The journal is a collaboration between
BGI Shenzhen—the world’s largest genomics center— and the open access publisher,
BioMed Central. The first issue of
GigaScience includes a manuscript demonstrating the novel format of the journal. Stephan Beck’s group at the University College of London published an
article on methods for whole genome analyses of DNA methylation. This article includes a section marked “Availability of supporting data”. This section links to an entry in the article’s references which displays a
DOI link to the supporting data in GigaDB. The supporting data for this particular manuscript is 84 GB in size.
GigaDB will accept datasets up to 14 TB in size, so it is a valuable resource for authors who want to share their data or those who are required to do so by federal mandates such as the United States’

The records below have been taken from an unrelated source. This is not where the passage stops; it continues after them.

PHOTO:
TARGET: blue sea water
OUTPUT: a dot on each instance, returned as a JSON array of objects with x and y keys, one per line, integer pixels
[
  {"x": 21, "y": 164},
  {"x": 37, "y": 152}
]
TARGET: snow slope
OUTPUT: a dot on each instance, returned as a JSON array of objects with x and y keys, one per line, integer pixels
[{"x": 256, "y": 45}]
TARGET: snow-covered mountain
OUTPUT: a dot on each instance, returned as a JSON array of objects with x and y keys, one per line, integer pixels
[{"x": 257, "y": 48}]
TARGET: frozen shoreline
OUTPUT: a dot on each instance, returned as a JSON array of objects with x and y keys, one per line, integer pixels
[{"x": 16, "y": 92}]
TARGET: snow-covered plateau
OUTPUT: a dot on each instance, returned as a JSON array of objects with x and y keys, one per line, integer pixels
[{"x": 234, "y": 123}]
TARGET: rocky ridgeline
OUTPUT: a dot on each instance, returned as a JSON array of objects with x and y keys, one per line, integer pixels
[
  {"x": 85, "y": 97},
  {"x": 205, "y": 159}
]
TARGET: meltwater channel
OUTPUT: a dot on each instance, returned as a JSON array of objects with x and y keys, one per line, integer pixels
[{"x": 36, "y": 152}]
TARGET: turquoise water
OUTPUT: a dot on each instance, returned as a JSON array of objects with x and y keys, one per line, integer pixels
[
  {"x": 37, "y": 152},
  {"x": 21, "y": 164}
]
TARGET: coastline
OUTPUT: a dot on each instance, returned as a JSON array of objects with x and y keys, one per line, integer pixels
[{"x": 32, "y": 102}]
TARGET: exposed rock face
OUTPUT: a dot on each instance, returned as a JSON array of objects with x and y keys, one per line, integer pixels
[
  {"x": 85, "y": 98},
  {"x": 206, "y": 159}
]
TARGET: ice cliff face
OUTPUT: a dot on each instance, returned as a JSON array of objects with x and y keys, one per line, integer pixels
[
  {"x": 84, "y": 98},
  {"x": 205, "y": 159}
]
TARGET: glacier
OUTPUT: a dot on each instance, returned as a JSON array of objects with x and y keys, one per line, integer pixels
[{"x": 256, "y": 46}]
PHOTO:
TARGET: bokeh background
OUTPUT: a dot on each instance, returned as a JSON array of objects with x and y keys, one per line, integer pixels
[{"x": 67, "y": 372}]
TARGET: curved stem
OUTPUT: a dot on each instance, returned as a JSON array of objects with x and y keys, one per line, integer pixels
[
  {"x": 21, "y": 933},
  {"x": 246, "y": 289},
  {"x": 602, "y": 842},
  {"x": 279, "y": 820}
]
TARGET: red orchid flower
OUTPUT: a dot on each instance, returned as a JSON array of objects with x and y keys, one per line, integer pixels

NIH Data Sharing Policy or the U.S.
NSF Data Management Plan Requirements. The combination of manuscript, supporting data and links to software or code to analyze the data will improve reproducibility of computational results in experiments involving large datasets, and will also improve the likelihood of new discoveries from repurposed/shared data. The journal also falls in line with the American
White House Office of Science and Technology Policy goals on access to "Big Data". Scientists in other countries (not just the U.S.) are also seeking means of linking data to manuscripts and are also seeking quality open access publication venues. The fact that
GigaScience’s support database is hosted by an international organization (BGI) attests to the universal importance and demand for such a publication model. Many readers may think that this journal is a genomics journal, but
GigaScience is meant to be more general than just genomics. The journal’s
Aims & Scope page states: “Our scope covers not just 'omic' type data and the fields of high-throughput biology currently serviced by large public repositories, but also the growing range of more difficult-to-access data, such as imaging, neuroscience, ecology, cohort data, systems biology and other new types of large-scale sharable data.” The first issue of
GigaScience also includes an editorial on GigaDB, a few commentaries, and an interesting
review on the future of DNA sequence archiving, which had already been accessed over 2300 times within two weeks of its publication. This manuscript advocates for different levels of DNA sequence compression for archiving purposes: with unique and expensive-to-reproduce data stored at a low compression rate, while easy-to-reproduce data is compressed at a higher factor. The first issue of GigaScience also includes an editorial piece by Jonathan Eisen, evolutionary biologist and Open Access advocate. The article is entitled
“Badomics words and the power and peril of the ome-meme”. It is simultaneously funny but true, and cautions the reader to avoid the creation and propagation of “badomes”: “omics” words that are nonsensical, misleading or just plain silly. Why is this journal important? It provides a valuable service, since many researchers may not have other means for online deposit of large datasets such as BAM files, FASTQ files and other large files produced by their experiments. Many other journals do provide access to supporting documents or supplemental files, but do not provide means for storage of files of such a large size. It is my hope that the journal proves successful and sustainable, and that other journals consider duplicating this service.